So he was keeping tabs on me and mocking my efforts. Since there was no point in explaining the work we were doing with Marie-Louise LeVerrier and Clara Simon to house refugees and get supplies to the front lines, I drained my champagne, then stood. “Do you know something, Willie? It would serve you right if there was another man. I could bat my eyelashes and have my pick. American industrialists, British noblemen, French artists.

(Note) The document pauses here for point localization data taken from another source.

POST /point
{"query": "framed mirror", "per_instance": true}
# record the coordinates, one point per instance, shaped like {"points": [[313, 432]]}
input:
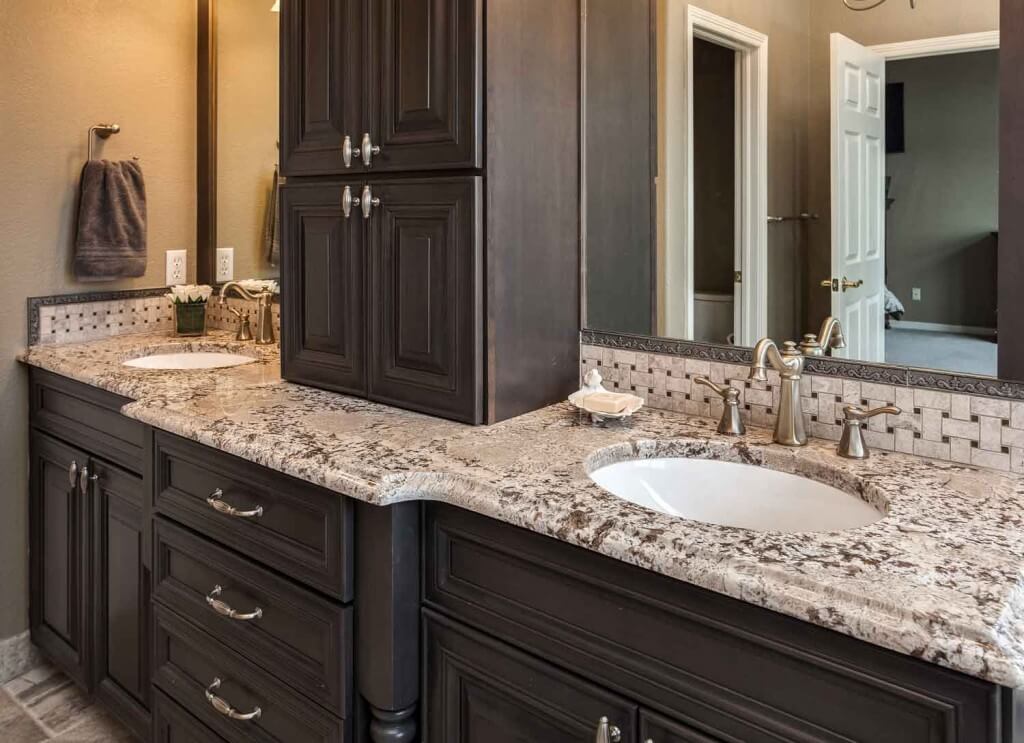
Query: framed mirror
{"points": [[754, 167], [238, 125]]}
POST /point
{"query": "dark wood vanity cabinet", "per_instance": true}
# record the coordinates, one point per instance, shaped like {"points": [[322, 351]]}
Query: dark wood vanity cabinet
{"points": [[404, 76], [89, 542], [453, 287], [387, 306]]}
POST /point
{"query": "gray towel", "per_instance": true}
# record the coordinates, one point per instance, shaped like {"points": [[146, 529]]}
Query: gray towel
{"points": [[111, 239], [271, 241]]}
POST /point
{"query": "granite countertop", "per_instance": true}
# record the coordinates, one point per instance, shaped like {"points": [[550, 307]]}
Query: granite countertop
{"points": [[939, 578]]}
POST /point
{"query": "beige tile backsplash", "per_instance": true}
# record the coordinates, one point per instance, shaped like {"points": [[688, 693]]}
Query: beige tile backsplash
{"points": [[985, 432]]}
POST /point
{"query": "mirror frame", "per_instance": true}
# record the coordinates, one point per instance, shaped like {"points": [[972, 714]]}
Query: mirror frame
{"points": [[1010, 383], [206, 142]]}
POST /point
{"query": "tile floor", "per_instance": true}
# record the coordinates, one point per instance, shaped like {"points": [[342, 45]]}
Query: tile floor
{"points": [[44, 705]]}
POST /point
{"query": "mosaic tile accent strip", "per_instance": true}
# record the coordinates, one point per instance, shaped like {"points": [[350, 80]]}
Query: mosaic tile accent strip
{"points": [[93, 316], [966, 429]]}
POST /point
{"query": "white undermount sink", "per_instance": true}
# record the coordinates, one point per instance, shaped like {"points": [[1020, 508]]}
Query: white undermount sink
{"points": [[189, 360], [731, 494]]}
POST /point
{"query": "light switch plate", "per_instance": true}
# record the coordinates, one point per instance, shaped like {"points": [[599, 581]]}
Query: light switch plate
{"points": [[176, 267], [225, 264]]}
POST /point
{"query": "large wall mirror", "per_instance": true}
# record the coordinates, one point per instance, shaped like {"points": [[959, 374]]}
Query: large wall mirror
{"points": [[753, 167], [238, 100]]}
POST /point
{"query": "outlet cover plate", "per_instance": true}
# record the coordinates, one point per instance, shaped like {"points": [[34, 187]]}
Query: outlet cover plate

Maybe one of each!”

Only slightly chastened, Willie began, “Listen, I’m going to Switzerland, and then—”

“You can go to hell for all I care.”

With that, I stormed away from the table.

And he did not follow.

SIXTEEN

MARTHE

Chavaniac-Lafayette

September 1941

I’m waiting for the Baroness de LaGrange, pacing back and forth on the parquet wood floors of the blue salon—part of the suite of rooms that were once Adrienne Lafayette’s apartments. The tapestried wall panels, drawings of songbirds, and furnishings of the castle aren’t thought to be original, but the restored crystal chandelier and gilt-edged upholstered chairs evoke the Louis XVI style of Adrienne’s day. It was the baroness’s idea to move her bust up here from the museum room, and as she sweeps in, she says, “I think La Femme Lafayette is more at home now, don’t you?”

What I think is that a few months in America has done wonders for the baroness’s vitality, and she’s not so severe-looking with a little plumpness in her cheeks. “I can do better now,” I say, more critical of my sculpture than ever. “I could carve a life-sized bust of Adrienne, maybe even in marble . . .”

“Hmm,” replies the baroness, a sign she’s unsure of my artistic abilities and worried about the expense. “Yes, well, I’ll think on it. In the meantime, I’m looking forward to your sketches. We have a lot of walls in this chateau to decorate.”

I unveil my best work so far—la femme Lafayette in a series of maternal tableaus, each in lifelike dishabille. Adrienne staring bleakly into the middle distance after her long-absent husband. Adrienne’s hair falling in ringlets as she stoops over a cradle, dark eyes lit with faith. Adrienne’s anguish over a child in her arms as death separates them forever. It’s this last that makes the baroness cover her mouth. “Oh, Marthe . . .”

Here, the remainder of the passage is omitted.